Paul Di Resta is eighth with 28 points, 2 ahead of Romain Grosjean in ninth, who is one point ahead of Jeson Button in tenth place with 25 points.

In the Constructors’ Championships, Red Bull have raced further ahead into the lead, and now have 164 points. Their nearest contenders are Ferrari, who have 123 points in second. Just 11 behind lie Lotus with 112 points, and Mercedes are in a comfortable fourth place with 109 points. A huge chasm has been forged between the teams now, since 65 points separate Mercedes and Force India, who are fifth with 44 points. McLaren are now chasing Force India more carefully now, with 37 points in sixth.

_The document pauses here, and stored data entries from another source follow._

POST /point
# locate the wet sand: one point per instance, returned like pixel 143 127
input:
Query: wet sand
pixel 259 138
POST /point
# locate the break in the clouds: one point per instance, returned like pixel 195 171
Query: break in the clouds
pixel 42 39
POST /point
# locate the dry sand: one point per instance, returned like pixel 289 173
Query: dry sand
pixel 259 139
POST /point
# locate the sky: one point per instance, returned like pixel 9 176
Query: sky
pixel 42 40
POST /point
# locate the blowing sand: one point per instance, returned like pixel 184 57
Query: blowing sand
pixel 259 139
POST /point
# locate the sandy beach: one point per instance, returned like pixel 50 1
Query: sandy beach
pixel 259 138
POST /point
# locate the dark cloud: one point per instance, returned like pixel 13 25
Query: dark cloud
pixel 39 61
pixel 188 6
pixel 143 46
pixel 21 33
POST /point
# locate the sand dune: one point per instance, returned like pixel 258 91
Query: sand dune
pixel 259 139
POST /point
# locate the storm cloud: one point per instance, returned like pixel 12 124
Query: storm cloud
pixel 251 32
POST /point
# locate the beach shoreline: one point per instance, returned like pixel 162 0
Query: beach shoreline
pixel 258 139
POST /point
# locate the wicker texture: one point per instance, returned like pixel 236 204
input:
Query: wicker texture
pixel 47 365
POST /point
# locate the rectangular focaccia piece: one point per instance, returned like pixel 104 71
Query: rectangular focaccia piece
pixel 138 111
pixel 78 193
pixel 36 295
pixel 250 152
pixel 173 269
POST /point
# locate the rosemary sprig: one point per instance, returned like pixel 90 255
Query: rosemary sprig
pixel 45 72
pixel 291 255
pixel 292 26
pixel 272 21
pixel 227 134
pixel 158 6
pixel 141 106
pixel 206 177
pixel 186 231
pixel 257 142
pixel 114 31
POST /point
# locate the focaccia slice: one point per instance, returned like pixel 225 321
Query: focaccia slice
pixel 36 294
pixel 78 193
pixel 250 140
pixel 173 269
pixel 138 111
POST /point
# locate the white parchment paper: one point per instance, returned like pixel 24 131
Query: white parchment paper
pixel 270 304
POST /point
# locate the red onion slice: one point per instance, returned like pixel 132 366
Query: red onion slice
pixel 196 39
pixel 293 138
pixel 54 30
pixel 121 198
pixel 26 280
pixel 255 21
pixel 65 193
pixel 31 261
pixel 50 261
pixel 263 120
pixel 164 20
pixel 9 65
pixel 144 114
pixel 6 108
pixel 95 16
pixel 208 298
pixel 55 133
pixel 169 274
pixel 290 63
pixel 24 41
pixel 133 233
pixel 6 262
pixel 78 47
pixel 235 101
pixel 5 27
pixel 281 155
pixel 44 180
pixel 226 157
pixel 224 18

Toro Rosso have entered double digits, with 12 points in seventh, ahead of Sauber in ninth with just 5 points to their name. Williams lead Marussia who lead Caterham, but are yet to score.

I will be back in a fortnight when Formula One flies off to Montreal and the Canadian Grand Prix. Last year saw Lewis Hamilton take his first victory for McLaren last year, and he will be hoping to take his first Mercedes chequered flag, especially since his team-mate has had his first victory of the year in Monaco, but can he pull it off? Or, will the car succumb to that annoying gremlin that is the tyres? Find out in two weeks’ time.